Type: Research Highlight
Title: Data partitioning for single-round multi-join evaluation in massively parallel system
Tom J. Ameloot, Gaetano Geck, Bas Ketsman, Frank Neven, Thomas Schwentick
Available in: PDF
A dominant cost for query evaluation in modern massively distributed systems is the number of communication rounds. For this reason, there is a growing interest in single-round multiway join algorithms where data is first reshuffled over many servers and then evaluated in a parallel but communication-free way. The reshuffling itself is specified as a distribution policy. We introduce a correctness condition, called parallel-correctness, for the evaluation of queries w.r.t. a distribution policy. We provide a semantical characterization for when conjunctive queries (and extensions thereof) are parallel-correct and give matching complexity bounds for the associated decision problem. Motivated by scenarios for workload optimization, we further consider the problem of parallel-correctness transfer from a query Q to a query Q0, that is, whether Q0 is parallelcorrect for all distribution policies for which Q is parallelcorrect. In this case, Q0 can always be evaluated after Q without repartitioning the data. We provide a semantical characterization for parallel-correctness transfer and provide matching complexity bounds for the associated decision problem for conjunctive queries (and extensions).
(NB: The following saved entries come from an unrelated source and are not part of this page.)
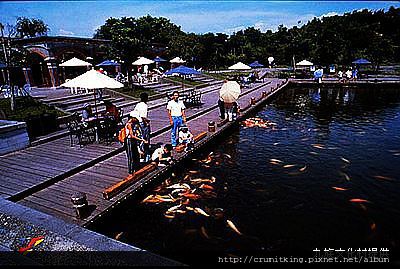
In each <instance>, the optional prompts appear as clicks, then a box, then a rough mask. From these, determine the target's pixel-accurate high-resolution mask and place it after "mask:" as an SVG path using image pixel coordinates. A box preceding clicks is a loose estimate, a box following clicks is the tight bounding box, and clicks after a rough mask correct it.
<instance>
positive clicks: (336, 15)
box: [317, 12, 340, 19]
mask: <svg viewBox="0 0 400 269" xmlns="http://www.w3.org/2000/svg"><path fill="white" fill-rule="evenodd" d="M338 15H340V14H339V13H337V12H328V13H326V14H322V15H321V16H319V17H317V18H318V19H322V18H324V17H333V16H338Z"/></svg>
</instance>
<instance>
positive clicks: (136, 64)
mask: <svg viewBox="0 0 400 269" xmlns="http://www.w3.org/2000/svg"><path fill="white" fill-rule="evenodd" d="M152 63H154V61H153V60H150V59H147V58H146V57H139V58H138V59H137V60H136V61H134V62H133V63H132V64H133V65H147V64H152Z"/></svg>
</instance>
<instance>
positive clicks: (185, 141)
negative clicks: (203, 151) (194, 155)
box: [179, 124, 193, 146]
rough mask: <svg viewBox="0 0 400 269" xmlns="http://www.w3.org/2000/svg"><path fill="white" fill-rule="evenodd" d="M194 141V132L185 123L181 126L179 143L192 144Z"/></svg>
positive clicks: (188, 145)
mask: <svg viewBox="0 0 400 269" xmlns="http://www.w3.org/2000/svg"><path fill="white" fill-rule="evenodd" d="M192 143H193V134H192V133H191V132H190V131H189V128H188V127H187V126H186V125H185V124H184V125H182V126H181V128H179V144H185V145H187V146H191V144H192Z"/></svg>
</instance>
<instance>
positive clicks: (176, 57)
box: [169, 57, 186, 64]
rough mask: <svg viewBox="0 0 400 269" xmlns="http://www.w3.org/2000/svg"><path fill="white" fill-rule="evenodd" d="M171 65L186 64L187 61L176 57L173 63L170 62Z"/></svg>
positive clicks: (173, 60)
mask: <svg viewBox="0 0 400 269" xmlns="http://www.w3.org/2000/svg"><path fill="white" fill-rule="evenodd" d="M169 62H170V63H173V64H183V63H186V61H184V60H182V59H181V58H179V57H175V58H174V59H172V60H171V61H169Z"/></svg>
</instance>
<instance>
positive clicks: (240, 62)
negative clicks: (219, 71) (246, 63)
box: [228, 62, 251, 70]
mask: <svg viewBox="0 0 400 269" xmlns="http://www.w3.org/2000/svg"><path fill="white" fill-rule="evenodd" d="M228 69H229V70H251V67H250V66H248V65H246V64H244V63H242V62H238V63H236V64H234V65H232V66H229V67H228Z"/></svg>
Finally, we investigate restrictions of queries and families of distribution policies with better complexities, including, for instance, the Hypercube distributions.
Tom J. Ameloot is currently a Postdoctoral Fellow in the Databases and Theoretical Computer Science research group at Hasselt University (Belgium). Tom obtained his PhD on the topic of declarative networking under the supervision of Jan Van den Bussche. In his research, Tom likes to make theoretical insights for various research topics.
Gaetano Geck is a PhD student at TU Dortmund University, where he received his master’s degree in computer science. He is interested in foundational theoretical aspects of distributed databases and distributed query evaluation in particular.
Bas Ketsman is a PhD student at Hasselt University (Belgium) under the supervision of Prof. Frank Neven. He is a PhD Fellow of the Research Foundation – Flanders (FWO) and a member of the research group Databases and Theoretical Computer Science. His research interests include database theory and big data computations.
Frank Neven is a full professor at Hasselt University (Belgium) where he also received his PhD in 1999 under the supervision of Jan Van den Bussche. His research interests include the theory and practice of databases with a strong interest in automata and logic. He received three PODS best paper awards and currently is the editor of the Database Principles Column of SIGMOD Record.
Thomas Schwentick works in several areas where Mathematical Logic meets Computer Science, particularly in Database Theory. He often studies questions that concern the expressiveness of logical languages together with the computational complexity of related algorithmic problems.
He is Professor of Theoretical Computer Science at TU Dortmund University (Germany). He graduated in Mathematics at the Johannes Gutenberg University in Mainz (Germany), where he also finished his PhD and his habilitation. Before he moved to his current position, he had professor positions in Jena and Marburg. He was PC chair of PODS 2011 and PC co-chair of ICDT 2007, STACS 2010 and STACS 2011. He is a member of the ICDTCouncil, the EATCS Council, and the Academia Europaeae.